EDITORIAL: Our opinion: Are increased motorized vehicle insurance charges worthwhile with a purpose to scale back potential discrimination? [The Observer, La Grande, Ore.] – Insurance communications community

December 2 – Oregon allows insurers to determine how much to charge for auto insurance based on creditworthiness, gender, marital status, education, occupation, employment status, and more.

Are these things directly related to your ability to drive? No.

Do they help insurers gauge how much risk a driver can pose? Insurers believe that.

Two bills earlier this year proposed to allow insurers to use these factors to set premiums. Instead, the insurers would have to concentrate on the driving record, the kilometers driven and the years of driving experience. Apparently the idea will be revived in a bill for the short 2022 session.

Is it right It is not easy.

Governor Kate Brown and Oregon's Department of Consumer and Business Services endorsed these bills. Much of the department's reasoning has centered on creditworthiness. A low credit score can mean a person is paying more for insurance even if their driving records are clean. There are also concerns that the use of credit scores can be discriminatory. Black and Latino drivers are more likely than others to have lower credit scores. Similar arguments about discrimination were also made with regard to allowing insurers to use education, employment status and occupation.

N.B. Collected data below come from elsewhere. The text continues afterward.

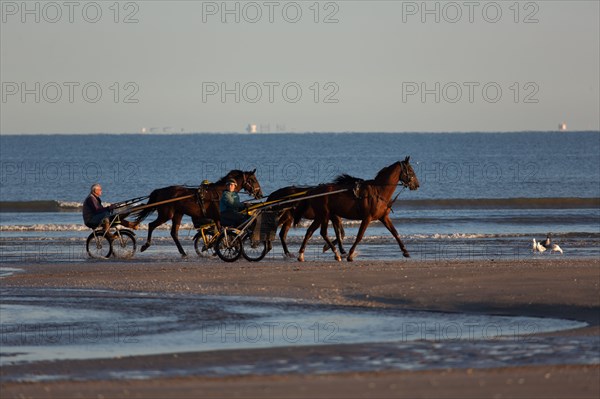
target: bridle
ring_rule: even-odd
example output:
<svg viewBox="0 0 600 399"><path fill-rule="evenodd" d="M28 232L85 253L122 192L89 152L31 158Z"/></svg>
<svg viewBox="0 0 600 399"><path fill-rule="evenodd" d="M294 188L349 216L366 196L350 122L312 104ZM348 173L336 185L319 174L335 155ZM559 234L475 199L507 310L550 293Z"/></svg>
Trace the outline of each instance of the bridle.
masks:
<svg viewBox="0 0 600 399"><path fill-rule="evenodd" d="M250 194L251 196L253 196L254 198L259 199L258 193L257 193L258 190L254 187L254 185L252 184L250 179L246 178L245 173L242 173L242 188L244 190L246 190L246 192L248 194Z"/></svg>
<svg viewBox="0 0 600 399"><path fill-rule="evenodd" d="M404 175L404 179L408 180L408 181L404 181L402 179L402 175ZM411 182L412 178L408 177L408 168L406 167L406 163L405 161L401 161L400 162L400 178L398 179L398 185L402 185L404 188L409 187L409 183Z"/></svg>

The department also questioned the assumption that gender should be taken into account. For example, the National Highway Traffic Safety Administration has said that both men and women are equally distracted. As for marital status, a person is not necessarily a poorer driver because their spouse died or they divorced.

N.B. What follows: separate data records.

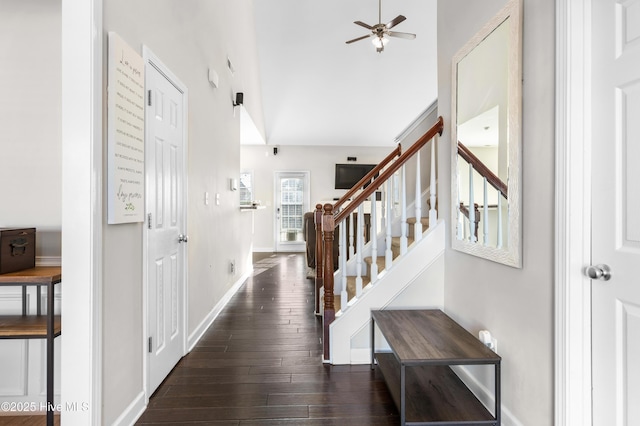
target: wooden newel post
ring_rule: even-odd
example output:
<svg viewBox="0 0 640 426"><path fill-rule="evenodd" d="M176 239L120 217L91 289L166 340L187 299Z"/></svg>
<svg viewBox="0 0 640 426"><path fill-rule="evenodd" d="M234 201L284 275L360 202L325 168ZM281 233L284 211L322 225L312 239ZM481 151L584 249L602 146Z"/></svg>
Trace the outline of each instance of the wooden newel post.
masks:
<svg viewBox="0 0 640 426"><path fill-rule="evenodd" d="M335 223L333 220L333 205L324 205L322 215L322 236L324 241L323 250L323 281L324 281L324 360L329 361L329 325L336 317L335 306L333 305L333 230Z"/></svg>
<svg viewBox="0 0 640 426"><path fill-rule="evenodd" d="M316 247L315 247L315 251L316 251L316 256L315 256L315 260L316 260L316 306L315 306L315 310L316 310L316 315L322 315L322 311L321 309L323 308L322 306L320 306L320 289L322 288L322 286L324 285L322 282L322 277L323 277L323 265L324 262L322 261L323 255L322 255L322 245L323 245L323 241L322 241L322 204L316 204L316 210L313 213L313 220L314 223L316 224Z"/></svg>

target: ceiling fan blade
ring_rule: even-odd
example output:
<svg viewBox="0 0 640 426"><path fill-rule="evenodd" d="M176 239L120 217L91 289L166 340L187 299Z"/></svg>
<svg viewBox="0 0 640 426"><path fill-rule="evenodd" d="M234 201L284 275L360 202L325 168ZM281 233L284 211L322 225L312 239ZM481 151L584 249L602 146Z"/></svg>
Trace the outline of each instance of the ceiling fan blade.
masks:
<svg viewBox="0 0 640 426"><path fill-rule="evenodd" d="M360 25L361 27L365 27L365 28L366 28L366 29L368 29L368 30L372 30L372 29L373 29L373 27L372 27L371 25L369 25L369 24L365 24L365 23L364 23L364 22L362 22L362 21L355 21L355 22L354 22L354 24L356 24L356 25Z"/></svg>
<svg viewBox="0 0 640 426"><path fill-rule="evenodd" d="M407 40L413 40L416 38L415 34L411 33L399 33L397 31L389 31L387 33L389 37L398 37L398 38L406 38Z"/></svg>
<svg viewBox="0 0 640 426"><path fill-rule="evenodd" d="M395 18L393 18L391 21L387 22L387 29L391 29L393 27L395 27L396 25L398 25L400 22L404 21L405 19L407 19L406 17L404 17L403 15L398 15Z"/></svg>
<svg viewBox="0 0 640 426"><path fill-rule="evenodd" d="M373 34L369 34L369 35L366 35L366 36L362 36L362 37L354 38L353 40L349 40L349 41L347 41L346 43L347 43L347 44L350 44L350 43L353 43L354 41L364 40L365 38L369 38L369 37L373 37Z"/></svg>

What would such changes mean for the insurance industry? Other states like California have restricted what information insurers can use. The ministry argued that the insurance industry is still going strong.

However, there are other things to consider. It would mean the premiums would go up for many Oregonians. The department says people with good or excellent credit scores would face increases and people with bad credit scores would pay less. "The cost reduction for people with poor ratings is four times as high as the premium increase for people with good or excellent ratings," says a graphic from the ministry.

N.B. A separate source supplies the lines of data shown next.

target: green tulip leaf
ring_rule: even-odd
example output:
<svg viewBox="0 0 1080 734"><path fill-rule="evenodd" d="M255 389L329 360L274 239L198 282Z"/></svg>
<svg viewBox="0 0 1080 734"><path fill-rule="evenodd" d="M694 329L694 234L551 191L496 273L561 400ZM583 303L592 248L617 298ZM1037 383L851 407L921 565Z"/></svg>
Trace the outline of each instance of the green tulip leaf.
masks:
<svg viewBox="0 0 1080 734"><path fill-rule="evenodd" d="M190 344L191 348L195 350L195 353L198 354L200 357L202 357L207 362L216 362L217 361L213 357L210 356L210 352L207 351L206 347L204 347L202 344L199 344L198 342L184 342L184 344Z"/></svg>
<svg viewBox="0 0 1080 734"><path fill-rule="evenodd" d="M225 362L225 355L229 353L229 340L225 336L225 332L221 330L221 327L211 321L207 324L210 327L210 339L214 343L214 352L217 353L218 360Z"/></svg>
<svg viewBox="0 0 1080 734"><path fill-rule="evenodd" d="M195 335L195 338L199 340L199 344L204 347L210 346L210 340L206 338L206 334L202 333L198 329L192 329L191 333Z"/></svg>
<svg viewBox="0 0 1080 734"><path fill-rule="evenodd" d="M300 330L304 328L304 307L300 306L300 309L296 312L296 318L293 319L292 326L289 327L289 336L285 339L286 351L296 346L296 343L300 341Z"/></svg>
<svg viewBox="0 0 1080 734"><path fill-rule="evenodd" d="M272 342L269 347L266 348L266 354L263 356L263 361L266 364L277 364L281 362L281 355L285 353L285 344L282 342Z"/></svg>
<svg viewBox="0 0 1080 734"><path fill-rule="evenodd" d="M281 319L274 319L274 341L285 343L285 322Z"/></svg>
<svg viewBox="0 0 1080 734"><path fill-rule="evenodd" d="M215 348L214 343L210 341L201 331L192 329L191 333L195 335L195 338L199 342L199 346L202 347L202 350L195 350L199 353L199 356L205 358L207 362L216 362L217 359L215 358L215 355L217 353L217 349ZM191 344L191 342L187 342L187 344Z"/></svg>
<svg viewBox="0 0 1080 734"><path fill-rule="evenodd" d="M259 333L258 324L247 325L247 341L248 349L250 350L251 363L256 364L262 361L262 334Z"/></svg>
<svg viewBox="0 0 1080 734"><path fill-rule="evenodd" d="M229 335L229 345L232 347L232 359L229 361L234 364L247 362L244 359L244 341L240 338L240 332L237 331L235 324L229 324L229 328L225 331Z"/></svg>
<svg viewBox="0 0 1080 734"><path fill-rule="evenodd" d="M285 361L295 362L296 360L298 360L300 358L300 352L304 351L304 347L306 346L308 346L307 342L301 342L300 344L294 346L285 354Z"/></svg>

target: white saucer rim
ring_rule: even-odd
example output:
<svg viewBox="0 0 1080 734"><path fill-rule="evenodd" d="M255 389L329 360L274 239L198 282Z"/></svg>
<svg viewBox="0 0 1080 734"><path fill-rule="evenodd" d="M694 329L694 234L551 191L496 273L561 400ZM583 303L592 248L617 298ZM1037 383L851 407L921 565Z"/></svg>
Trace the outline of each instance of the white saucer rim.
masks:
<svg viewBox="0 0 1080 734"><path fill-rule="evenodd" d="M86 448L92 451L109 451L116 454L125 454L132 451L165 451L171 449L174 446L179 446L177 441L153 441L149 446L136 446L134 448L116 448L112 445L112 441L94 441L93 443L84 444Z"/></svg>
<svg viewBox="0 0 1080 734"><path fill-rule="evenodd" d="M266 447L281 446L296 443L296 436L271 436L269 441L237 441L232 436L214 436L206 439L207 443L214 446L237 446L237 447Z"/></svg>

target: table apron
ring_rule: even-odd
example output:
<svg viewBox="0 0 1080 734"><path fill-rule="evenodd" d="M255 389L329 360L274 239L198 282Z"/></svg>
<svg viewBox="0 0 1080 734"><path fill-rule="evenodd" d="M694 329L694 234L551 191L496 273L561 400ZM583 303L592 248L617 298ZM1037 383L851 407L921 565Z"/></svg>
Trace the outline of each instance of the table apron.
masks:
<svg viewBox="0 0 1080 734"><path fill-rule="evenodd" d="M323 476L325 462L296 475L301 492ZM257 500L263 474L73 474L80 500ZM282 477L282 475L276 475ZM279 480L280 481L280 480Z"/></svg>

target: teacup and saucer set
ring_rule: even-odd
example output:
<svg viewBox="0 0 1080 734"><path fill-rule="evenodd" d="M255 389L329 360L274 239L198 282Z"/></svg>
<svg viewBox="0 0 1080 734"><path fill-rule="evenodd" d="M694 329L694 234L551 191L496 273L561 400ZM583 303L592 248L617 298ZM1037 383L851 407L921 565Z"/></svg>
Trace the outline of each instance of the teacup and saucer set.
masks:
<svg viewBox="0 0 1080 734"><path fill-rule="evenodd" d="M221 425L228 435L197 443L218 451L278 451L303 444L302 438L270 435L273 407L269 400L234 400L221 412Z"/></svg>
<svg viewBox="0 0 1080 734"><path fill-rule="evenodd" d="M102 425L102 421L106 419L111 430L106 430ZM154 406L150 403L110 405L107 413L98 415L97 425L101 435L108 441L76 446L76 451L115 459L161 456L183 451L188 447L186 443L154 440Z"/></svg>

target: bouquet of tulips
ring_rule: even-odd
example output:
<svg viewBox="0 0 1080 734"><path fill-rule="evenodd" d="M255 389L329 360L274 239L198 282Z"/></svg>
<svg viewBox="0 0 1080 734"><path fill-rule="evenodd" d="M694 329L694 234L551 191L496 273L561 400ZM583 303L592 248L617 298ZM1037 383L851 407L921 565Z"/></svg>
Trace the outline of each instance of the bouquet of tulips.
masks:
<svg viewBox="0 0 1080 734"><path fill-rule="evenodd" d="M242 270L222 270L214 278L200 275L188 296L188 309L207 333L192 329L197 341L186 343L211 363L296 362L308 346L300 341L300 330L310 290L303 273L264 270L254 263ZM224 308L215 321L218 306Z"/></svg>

Some people in Oregon also receive discounts because of their union or other group membership. These would be eliminated. That's one of the reasons the Oregon Coalition of Police and Sheriffs has spoken out against such changes.

Lawrence Powell, an insurance analyst at the University of Alabama, insisted in a testimony before lawmakers that the predictors the insurance industry uses are accurate and help adjust premiums based on risk. You are not perfect. They help. Work and education can help uncover hard-to-watch things like risk-taking. Gender and marital status can also correlate with kilometers driven and when and where people drive. He also said if the Oregonians had their insurance in California, where many of the policies are on the bills, they would have paid about 7% more.

It is not easy to know who will be a safe driver. Should the state of Oregon regulate how insurance companies can rate drivers? Tell lawmakers what you think. You can find it here: oregonlegislature.gov/FindYourLegislator/leg-districts.html.